Failure to Develop and Implement Comprehensive, Individualized Care Plans
Penalty
Summary
The deficiency involves the facility’s failure to develop and implement comprehensive, individualized care plans with measurable objectives and timetables for multiple residents, as required by its own care planning policy and professional standards. For one resident with dementia, Parkinsonism, and age-related debility, the record showed that after the resident was identified as the aggressor in a resident-to-resident altercation, there was no documented care plan addressing abuse or risk for abuse, despite an order for CNAs to complete safety checks every two hours. Another resident with obstructive sleep apnea, diabetes mellitus type 2 with hyperglycemia, and hemiplegia/hemiparesis following cerebral infarction had a documented diagnosis of obstructive sleep apnea, a consultation recommending an auto-CPAP, and a physician order for CPAP use at bedtime, but there was no documented respiratory care plan addressing this condition and its management.

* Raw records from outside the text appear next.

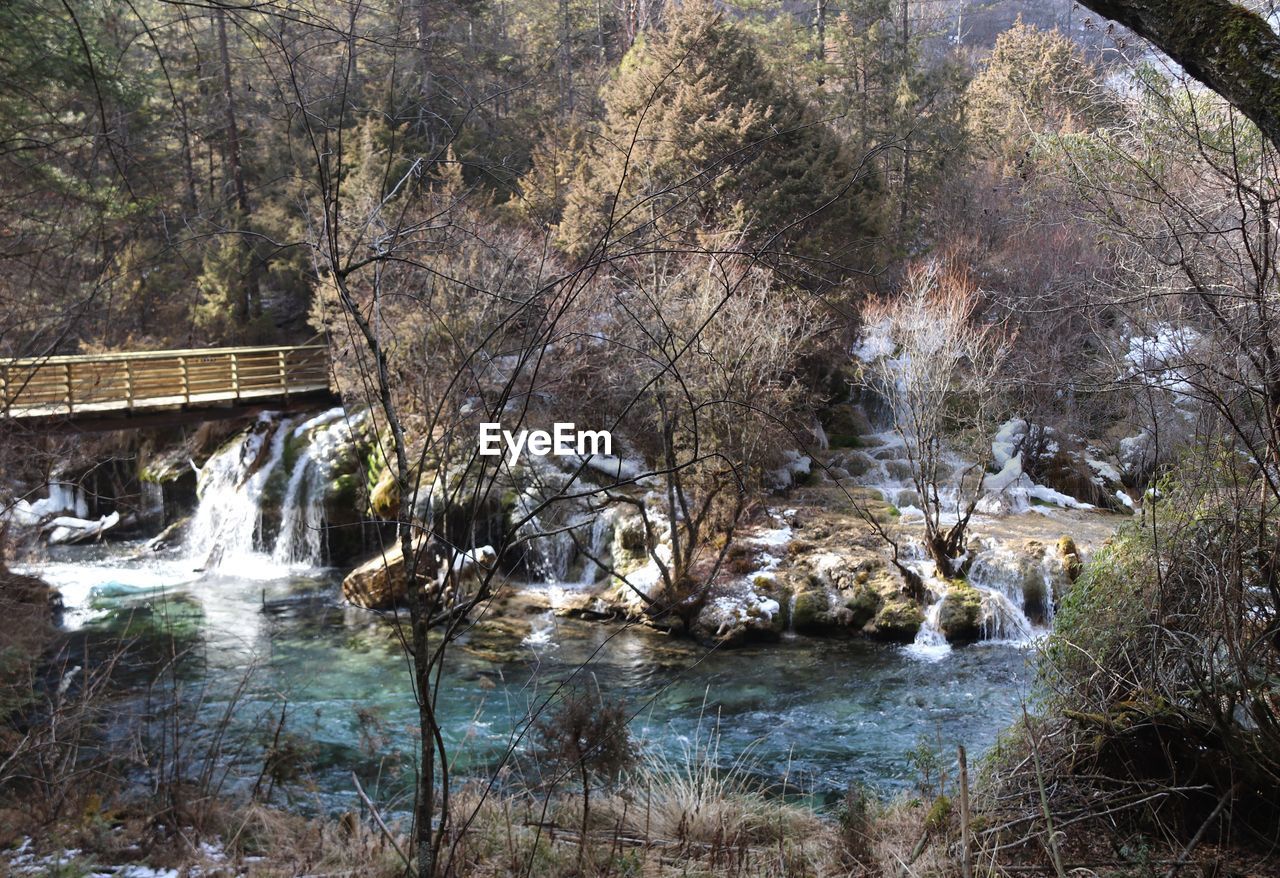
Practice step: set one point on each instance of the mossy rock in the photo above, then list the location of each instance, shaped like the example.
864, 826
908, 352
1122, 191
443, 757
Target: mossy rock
960, 614
812, 612
858, 463
846, 420
897, 621
1070, 556
384, 497
863, 604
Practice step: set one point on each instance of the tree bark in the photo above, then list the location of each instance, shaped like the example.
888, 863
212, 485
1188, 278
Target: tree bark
248, 300
1221, 44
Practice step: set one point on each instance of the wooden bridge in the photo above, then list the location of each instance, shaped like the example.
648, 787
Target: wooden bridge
117, 391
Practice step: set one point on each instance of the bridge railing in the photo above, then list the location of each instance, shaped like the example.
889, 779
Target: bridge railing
71, 384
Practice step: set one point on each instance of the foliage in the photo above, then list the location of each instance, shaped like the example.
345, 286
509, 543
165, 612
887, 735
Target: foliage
1034, 83
696, 136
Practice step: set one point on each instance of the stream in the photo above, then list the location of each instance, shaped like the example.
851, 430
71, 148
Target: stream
813, 713
247, 625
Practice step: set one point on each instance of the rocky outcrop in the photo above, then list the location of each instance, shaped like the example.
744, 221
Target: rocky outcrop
960, 613
380, 582
897, 621
846, 586
741, 612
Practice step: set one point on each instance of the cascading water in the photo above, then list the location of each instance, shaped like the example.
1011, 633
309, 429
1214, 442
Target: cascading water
301, 539
227, 525
228, 531
1016, 597
301, 516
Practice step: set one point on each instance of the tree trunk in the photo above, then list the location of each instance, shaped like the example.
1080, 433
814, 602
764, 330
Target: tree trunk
1224, 45
248, 298
424, 59
821, 22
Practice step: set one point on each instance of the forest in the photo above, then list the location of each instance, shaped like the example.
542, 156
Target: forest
918, 366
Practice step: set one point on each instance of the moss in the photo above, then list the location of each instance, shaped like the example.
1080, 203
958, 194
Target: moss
864, 603
938, 814
844, 440
812, 612
960, 614
897, 620
1070, 556
384, 495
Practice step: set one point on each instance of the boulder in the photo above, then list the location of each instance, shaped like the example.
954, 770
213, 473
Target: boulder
380, 581
739, 613
1070, 557
897, 621
863, 606
812, 612
960, 614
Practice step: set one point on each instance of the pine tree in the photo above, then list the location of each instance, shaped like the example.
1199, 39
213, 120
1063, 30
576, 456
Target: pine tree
698, 137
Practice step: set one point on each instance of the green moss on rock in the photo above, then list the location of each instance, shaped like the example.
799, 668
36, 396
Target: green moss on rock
960, 614
863, 606
897, 621
812, 612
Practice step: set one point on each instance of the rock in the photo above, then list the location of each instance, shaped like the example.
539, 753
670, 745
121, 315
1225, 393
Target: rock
897, 621
384, 497
812, 612
899, 470
586, 606
739, 613
380, 581
960, 614
1070, 557
65, 530
858, 463
863, 606
908, 497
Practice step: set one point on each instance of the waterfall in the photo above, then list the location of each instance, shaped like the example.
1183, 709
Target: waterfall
1000, 576
227, 525
929, 641
301, 539
302, 516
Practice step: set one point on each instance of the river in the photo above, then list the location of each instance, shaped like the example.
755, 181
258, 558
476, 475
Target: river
816, 714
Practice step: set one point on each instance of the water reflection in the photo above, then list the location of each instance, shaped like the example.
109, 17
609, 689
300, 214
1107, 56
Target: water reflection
818, 713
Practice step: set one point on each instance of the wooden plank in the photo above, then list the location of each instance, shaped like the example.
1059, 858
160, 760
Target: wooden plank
77, 384
269, 350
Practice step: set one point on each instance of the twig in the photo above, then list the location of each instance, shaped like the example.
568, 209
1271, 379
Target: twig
1200, 833
378, 819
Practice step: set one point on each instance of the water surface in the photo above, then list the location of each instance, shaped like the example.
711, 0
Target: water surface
813, 713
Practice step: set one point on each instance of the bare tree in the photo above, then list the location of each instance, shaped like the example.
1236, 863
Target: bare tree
937, 367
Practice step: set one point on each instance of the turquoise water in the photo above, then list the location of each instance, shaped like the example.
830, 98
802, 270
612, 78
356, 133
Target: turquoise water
813, 714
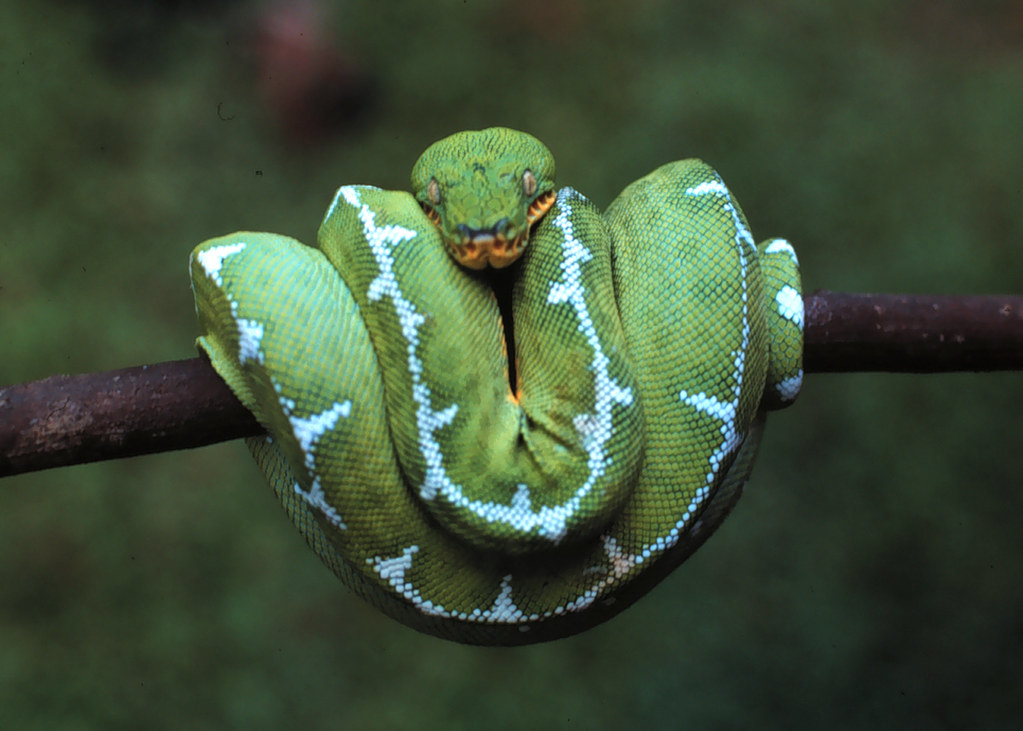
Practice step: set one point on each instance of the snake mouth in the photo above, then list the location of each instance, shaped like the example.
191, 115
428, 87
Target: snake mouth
492, 247
483, 249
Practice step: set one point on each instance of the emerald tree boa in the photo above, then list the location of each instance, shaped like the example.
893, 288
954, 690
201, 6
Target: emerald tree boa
494, 412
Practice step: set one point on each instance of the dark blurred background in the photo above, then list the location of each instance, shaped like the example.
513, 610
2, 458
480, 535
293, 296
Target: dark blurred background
871, 577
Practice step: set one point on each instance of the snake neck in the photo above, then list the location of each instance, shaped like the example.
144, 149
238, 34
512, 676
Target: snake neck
501, 283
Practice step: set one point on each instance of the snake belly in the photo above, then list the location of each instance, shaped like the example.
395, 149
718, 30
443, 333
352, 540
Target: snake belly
650, 340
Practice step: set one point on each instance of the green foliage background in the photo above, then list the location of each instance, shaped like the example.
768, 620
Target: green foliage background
870, 577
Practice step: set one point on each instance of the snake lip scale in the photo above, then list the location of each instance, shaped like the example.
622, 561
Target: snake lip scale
499, 486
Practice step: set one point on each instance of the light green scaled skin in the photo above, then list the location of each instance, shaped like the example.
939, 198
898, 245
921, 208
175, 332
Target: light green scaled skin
650, 340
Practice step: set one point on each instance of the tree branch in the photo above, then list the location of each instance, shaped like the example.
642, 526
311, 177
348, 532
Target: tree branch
65, 419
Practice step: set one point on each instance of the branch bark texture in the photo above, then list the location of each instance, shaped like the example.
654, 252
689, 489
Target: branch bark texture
72, 419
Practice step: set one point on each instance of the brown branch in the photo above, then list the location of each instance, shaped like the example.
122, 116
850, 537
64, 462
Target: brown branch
184, 404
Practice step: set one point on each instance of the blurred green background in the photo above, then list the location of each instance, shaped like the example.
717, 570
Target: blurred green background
870, 577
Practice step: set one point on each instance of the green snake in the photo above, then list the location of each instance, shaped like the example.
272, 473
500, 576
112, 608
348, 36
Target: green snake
494, 412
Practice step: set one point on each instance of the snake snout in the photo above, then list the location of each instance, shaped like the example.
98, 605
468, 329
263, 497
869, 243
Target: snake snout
497, 245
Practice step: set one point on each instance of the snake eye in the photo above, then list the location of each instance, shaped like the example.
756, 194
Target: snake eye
528, 182
434, 191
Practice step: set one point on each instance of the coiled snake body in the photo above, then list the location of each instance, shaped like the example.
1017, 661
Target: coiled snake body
489, 500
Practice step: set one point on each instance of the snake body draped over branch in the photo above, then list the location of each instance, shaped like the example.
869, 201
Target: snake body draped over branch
506, 480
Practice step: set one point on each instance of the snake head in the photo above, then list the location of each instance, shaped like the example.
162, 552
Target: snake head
484, 190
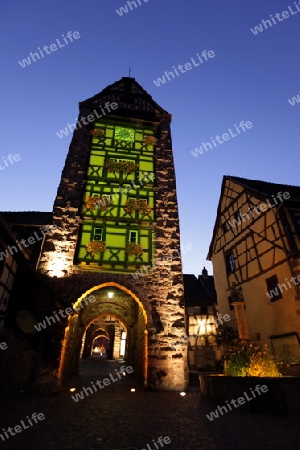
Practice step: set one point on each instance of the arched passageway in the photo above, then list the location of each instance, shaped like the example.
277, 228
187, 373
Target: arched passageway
114, 315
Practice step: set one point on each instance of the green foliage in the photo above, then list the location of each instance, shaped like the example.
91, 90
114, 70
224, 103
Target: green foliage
249, 358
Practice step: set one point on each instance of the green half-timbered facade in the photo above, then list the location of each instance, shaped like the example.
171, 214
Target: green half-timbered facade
117, 211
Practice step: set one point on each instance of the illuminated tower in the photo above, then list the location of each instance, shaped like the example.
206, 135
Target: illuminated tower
117, 235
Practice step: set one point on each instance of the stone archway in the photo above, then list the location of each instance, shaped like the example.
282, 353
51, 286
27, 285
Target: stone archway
110, 299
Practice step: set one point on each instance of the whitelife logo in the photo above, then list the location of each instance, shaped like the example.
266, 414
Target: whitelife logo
268, 23
188, 66
225, 136
11, 158
53, 48
124, 9
294, 100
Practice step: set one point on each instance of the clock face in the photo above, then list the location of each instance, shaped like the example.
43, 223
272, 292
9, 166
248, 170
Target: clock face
124, 134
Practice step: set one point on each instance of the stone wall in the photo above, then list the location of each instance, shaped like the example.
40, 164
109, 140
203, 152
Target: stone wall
159, 291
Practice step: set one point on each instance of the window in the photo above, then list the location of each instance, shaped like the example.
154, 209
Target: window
224, 227
274, 293
3, 258
98, 233
124, 134
230, 264
133, 237
297, 220
230, 301
238, 217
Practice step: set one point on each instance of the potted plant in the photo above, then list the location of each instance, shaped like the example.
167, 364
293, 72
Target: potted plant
134, 249
112, 165
95, 247
99, 202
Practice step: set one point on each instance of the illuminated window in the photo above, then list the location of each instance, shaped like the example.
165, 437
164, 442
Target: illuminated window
133, 237
230, 263
273, 289
98, 233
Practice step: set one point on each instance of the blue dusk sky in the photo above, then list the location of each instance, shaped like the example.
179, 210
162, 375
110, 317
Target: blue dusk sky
250, 78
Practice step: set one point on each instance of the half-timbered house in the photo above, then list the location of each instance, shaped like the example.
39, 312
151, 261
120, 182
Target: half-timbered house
255, 251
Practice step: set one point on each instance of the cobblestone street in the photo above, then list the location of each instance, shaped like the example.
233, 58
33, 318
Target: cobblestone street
115, 418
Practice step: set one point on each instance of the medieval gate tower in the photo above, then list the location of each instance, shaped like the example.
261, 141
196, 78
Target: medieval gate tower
115, 248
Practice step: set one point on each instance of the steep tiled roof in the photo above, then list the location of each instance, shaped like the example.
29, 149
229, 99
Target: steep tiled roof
199, 291
264, 187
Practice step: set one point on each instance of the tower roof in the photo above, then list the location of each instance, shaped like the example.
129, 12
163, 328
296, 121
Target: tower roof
129, 95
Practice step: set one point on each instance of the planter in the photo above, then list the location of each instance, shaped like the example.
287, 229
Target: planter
281, 398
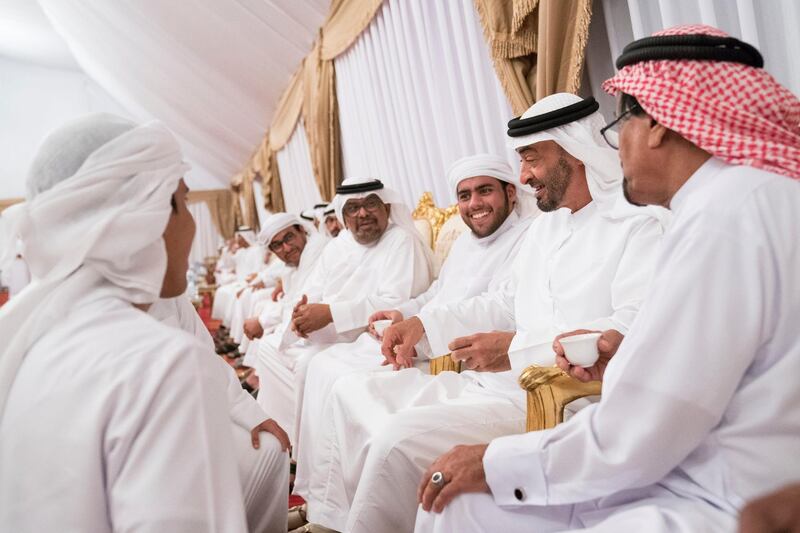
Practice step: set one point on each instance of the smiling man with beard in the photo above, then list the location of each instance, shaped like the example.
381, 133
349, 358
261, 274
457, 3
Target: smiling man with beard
498, 213
585, 264
700, 404
377, 261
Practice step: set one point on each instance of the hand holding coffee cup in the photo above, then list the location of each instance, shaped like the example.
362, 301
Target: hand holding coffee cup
380, 320
581, 350
587, 358
380, 326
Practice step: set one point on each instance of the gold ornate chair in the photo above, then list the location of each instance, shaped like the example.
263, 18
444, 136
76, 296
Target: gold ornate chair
440, 227
549, 391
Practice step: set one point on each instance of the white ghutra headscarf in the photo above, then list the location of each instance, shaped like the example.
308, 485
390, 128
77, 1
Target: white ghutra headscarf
99, 199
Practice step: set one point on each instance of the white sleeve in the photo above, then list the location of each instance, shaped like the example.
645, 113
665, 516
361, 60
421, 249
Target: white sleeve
399, 275
669, 374
178, 473
489, 311
411, 307
244, 410
628, 290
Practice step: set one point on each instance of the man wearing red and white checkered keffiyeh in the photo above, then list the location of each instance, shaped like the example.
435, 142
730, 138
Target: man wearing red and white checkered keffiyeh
700, 408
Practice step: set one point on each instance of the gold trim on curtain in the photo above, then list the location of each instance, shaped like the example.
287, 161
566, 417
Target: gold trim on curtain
220, 205
537, 46
321, 120
311, 94
346, 20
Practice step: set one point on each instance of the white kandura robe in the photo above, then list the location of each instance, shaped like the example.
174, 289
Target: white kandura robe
294, 279
581, 270
116, 422
263, 473
17, 276
244, 305
355, 281
473, 266
247, 261
700, 410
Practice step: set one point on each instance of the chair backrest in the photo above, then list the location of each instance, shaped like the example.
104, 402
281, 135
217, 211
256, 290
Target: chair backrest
439, 226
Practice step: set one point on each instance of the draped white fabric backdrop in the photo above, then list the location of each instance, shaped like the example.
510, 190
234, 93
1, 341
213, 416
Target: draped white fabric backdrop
416, 92
212, 71
300, 189
206, 238
261, 211
771, 26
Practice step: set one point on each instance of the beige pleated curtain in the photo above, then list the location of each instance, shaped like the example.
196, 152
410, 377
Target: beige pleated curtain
220, 205
537, 47
311, 94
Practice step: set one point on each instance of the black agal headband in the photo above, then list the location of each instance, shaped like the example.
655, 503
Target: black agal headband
517, 127
374, 185
696, 46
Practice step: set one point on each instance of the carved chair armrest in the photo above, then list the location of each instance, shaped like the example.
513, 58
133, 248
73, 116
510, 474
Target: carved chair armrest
549, 391
443, 364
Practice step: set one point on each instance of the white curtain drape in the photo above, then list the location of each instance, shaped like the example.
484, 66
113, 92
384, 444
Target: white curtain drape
416, 92
261, 211
206, 238
300, 189
771, 26
197, 66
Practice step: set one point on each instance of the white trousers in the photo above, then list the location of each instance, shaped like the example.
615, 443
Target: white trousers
282, 376
361, 356
650, 510
264, 476
385, 429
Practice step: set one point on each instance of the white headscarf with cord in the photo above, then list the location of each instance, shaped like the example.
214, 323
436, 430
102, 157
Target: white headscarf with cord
583, 141
495, 167
99, 199
276, 223
399, 215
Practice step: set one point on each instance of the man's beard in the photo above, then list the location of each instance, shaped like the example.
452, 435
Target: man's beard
555, 183
369, 234
627, 194
500, 216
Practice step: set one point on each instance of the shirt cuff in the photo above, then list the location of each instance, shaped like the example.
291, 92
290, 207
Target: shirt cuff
343, 317
514, 469
541, 354
436, 341
248, 414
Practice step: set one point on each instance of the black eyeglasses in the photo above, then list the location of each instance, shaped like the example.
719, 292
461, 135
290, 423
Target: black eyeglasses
371, 204
613, 140
276, 246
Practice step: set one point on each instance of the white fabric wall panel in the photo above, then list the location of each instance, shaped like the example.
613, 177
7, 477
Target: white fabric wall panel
300, 189
416, 92
261, 211
206, 237
770, 26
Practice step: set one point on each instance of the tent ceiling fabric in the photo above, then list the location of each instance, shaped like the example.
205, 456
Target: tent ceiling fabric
212, 70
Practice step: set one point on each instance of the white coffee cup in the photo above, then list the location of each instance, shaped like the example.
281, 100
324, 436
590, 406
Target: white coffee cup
380, 326
581, 350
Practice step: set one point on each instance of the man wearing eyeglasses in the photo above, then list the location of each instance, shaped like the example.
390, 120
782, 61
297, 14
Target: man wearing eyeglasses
585, 263
298, 249
378, 261
700, 404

A further resident with noninfective gastroenteritis and colitis, chronic idiopathic and slow transit constipation, and type 2 diabetes had a grievance filed on their behalf stating that another resident entered their room at night and harassed and assaulted them with a water bottle, and that they no longer felt safe with the aggressor on the same floor. Although staff reported placing a stop sign across this resident’s door after learning of the grievance, there was no documented evidence that a care plan for abuse or risk for abuse was developed and implemented with specific interventions after the resident was identified as the victim of a resident-to-resident altercation. Interviews with staff further described systemic issues with care planning. One LPN stated that if they noticed something that needed to be added to a resident’s care plan, such as fall risk, they would notify the unit manager, indicating reliance on informal communication rather than a documented, comprehensive process. The DON stated that care planning was a significant issue at the facility and cited a lack of RNs to assist with care planning. The Administrator stated that care plans should be individualized and that care plans assure residents are safe and cared for accordingly, underscoring that the identified omissions in abuse, respiratory, and other condition-specific care plans were inconsistent with the facility’s stated expectations and written care planning policy.